KUANSING - Pemerintah Kabupaten (Pemkab) Kuantan Singingi (Kuansing) menjawab tanggapan fraksi-fraksi di DPRD Kuansing terkait prioritas membayar piutang atau tunda bayar pemerintah tahun 2024.
Penjabat (Pj) Sekretaris Daerah (Sekda) Kuansing H Fahdiansyah yang menanggapinya pada rapat paripurna dengan agenda penyampaian jawaban terhadap pandangan umum fraksi-fraksi DPRD Kuansing terhadap LKPj Bupati Kuansing 2024, di ruang rapat paripurna DPRD Kuansing, Selasa (6/5/2025).
Paripurna yang dipimpin Wakil Ketua I DPRD Kuansing, Satria Mandala Putra didampingi Wakil Ketua II DPRD Romi Alfisyah Putra ini dihadiri 19 orang anggota DPRD serta pejabat di lingkungan Pemkab Kuansing.
"Soal tunda bayar kegiatan pada pelaksanaan tahun 2024, Pemkab berkomitmen untuk melakukan dan menuntaskan pembayaran kegiatan tunda bayar pada tahun 2025 ini," kata Pj Sekda Kuansing.
Sesuai dengan Permendagri Nomor 15 Tahun 2024 tentang pedoman penyusunan APBD 2025 mengamanatkan, bagi pekerjaan yang sudah dilaksanakan tahun 2024 namun belum dibayar akan menjadi dasar penganggaran dalam APBD 2025. Namun terlebih dahulu diformulasikan dalam RKA-SKPD dengan melakukan perubahan Perkada tentang penjabaran APBD 2025 dan diberitahukan pada pimpinan DPRD.
Selanjutnya akan ditampung dalam Perda tentang perubahan APBD tahun anggaran 2025. Bagi daerah yang tidak melakukan perubahan APBD tahun anggaran 2025, akan ditampung dalam LRA (Laporan Realisasi Anggaran) sesuai dengan dasar pengakuan kewajiban Pemda melalui review APIP Inspektorat dan BPK.
"Untuk penganggaran tunda bayar dilakukan secara bertahap sesuai kemampuan keuangan daerah," ujar Fahdiansyah.

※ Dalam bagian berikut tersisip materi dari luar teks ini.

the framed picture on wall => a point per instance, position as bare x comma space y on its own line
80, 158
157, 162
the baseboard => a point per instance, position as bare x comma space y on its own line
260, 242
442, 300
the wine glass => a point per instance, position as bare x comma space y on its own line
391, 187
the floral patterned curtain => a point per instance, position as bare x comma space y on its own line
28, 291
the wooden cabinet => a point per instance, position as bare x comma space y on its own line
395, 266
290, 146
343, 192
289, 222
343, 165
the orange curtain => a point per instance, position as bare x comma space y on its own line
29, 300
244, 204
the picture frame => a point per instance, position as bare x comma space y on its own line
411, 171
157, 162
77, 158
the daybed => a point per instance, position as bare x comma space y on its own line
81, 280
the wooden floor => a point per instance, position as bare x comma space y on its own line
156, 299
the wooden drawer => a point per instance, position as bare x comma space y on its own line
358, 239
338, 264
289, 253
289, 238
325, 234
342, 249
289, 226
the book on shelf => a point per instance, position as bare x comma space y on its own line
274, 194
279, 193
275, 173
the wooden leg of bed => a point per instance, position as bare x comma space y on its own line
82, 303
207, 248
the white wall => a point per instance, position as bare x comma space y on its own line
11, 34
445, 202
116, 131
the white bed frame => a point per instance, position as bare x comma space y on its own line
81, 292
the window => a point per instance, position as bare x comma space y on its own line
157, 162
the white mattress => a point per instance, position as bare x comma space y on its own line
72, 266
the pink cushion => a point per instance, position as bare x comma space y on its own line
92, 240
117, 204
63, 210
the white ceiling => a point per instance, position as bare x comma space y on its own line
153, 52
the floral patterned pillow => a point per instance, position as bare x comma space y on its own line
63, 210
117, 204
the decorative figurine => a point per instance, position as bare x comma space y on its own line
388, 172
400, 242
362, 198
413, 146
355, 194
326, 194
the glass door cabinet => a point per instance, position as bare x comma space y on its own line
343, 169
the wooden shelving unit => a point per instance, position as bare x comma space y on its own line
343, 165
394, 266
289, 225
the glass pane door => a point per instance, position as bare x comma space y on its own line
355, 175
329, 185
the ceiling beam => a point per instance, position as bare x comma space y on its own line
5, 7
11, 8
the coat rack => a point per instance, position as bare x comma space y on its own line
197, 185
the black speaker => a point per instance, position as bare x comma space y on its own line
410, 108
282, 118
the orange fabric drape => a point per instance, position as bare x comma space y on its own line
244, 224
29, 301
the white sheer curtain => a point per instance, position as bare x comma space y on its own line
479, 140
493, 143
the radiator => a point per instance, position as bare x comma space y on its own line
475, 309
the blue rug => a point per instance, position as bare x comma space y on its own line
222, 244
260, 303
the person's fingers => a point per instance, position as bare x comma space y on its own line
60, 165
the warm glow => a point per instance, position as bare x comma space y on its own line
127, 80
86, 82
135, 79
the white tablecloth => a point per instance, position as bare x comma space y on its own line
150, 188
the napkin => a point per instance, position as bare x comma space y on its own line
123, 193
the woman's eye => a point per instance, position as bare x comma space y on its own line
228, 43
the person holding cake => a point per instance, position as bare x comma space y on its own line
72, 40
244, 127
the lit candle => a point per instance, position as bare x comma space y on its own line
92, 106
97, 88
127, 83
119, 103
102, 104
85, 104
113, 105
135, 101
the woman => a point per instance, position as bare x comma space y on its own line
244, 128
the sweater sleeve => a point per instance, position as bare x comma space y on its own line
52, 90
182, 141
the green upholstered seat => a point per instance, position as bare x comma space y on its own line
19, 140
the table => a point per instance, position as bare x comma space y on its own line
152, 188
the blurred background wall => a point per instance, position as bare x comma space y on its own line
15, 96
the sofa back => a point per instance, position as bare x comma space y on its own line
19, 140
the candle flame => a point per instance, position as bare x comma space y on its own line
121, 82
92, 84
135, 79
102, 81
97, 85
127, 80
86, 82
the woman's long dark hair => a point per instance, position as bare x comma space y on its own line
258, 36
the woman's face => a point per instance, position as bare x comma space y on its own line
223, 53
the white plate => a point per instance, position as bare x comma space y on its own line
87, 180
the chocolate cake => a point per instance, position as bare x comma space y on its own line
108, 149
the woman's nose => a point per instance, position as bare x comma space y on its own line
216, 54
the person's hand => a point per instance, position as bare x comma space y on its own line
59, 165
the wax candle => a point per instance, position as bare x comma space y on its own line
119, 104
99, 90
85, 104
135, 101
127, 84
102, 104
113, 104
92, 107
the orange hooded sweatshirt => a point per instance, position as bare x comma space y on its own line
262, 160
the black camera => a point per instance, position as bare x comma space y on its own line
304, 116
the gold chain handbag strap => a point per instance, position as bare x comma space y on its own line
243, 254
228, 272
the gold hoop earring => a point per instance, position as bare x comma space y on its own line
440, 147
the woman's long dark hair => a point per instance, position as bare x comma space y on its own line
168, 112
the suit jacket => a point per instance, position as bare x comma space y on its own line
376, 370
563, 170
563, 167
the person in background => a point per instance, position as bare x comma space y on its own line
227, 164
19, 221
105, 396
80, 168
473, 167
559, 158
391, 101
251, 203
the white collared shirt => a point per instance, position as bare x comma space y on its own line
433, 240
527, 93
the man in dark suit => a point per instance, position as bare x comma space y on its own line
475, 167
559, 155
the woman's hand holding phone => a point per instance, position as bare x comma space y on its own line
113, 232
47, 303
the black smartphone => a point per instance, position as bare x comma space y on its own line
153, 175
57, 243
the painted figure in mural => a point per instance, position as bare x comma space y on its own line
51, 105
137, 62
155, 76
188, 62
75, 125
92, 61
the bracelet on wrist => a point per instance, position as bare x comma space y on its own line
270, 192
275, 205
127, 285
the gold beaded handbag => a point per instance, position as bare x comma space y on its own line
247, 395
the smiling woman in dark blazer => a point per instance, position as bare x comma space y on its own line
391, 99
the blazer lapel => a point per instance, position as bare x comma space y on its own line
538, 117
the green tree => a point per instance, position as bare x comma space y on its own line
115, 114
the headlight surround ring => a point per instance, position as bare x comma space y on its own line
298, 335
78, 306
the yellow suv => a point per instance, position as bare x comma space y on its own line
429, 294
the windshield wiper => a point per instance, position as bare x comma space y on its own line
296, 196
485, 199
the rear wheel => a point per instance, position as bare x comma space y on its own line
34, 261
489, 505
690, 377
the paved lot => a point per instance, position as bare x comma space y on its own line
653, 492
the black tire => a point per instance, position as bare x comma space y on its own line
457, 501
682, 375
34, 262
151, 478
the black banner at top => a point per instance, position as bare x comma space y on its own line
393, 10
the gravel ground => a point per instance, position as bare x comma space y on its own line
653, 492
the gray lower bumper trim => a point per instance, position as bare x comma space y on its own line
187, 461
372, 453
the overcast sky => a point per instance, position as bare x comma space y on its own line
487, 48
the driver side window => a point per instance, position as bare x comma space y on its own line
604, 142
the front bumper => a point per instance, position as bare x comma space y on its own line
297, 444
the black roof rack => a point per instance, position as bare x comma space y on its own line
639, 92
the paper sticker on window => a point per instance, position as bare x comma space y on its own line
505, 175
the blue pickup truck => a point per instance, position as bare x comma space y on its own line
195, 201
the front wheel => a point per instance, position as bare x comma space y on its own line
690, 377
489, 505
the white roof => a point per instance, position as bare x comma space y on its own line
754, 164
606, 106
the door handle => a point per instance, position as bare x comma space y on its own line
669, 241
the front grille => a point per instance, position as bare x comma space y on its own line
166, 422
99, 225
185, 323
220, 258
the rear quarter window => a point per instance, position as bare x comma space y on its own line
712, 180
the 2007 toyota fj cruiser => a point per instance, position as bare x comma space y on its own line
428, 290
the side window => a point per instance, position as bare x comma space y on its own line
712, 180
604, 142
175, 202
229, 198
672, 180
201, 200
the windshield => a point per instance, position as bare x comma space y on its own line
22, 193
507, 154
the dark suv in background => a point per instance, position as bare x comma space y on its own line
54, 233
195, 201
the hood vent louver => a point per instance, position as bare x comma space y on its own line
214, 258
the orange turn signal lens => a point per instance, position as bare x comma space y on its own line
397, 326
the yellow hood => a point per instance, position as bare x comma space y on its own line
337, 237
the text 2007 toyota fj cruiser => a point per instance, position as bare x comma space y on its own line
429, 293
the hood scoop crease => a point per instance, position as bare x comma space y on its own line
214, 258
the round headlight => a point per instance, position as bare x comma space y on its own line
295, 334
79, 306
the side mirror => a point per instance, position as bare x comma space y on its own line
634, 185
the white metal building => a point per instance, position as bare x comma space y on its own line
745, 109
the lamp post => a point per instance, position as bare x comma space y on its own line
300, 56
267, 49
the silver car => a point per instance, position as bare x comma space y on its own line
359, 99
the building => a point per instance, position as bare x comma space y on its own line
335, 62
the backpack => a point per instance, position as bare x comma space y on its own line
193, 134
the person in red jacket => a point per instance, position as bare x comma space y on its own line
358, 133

Pj Sekda Fahdiansyah juga memberikan beberapa penjelasan lain yang disampaikan fraksi-fraksi soal pengembangan program ketahanan pangan yang digagas Presiden Prabowo Subianto.
Di mana dalam mendukung program ketahanan pangan itu, Pemkab Kuansing telah menyiapkan sekitar 1.500 hektare lahan untuk tanaman pangan seperti jagung dan lainnya.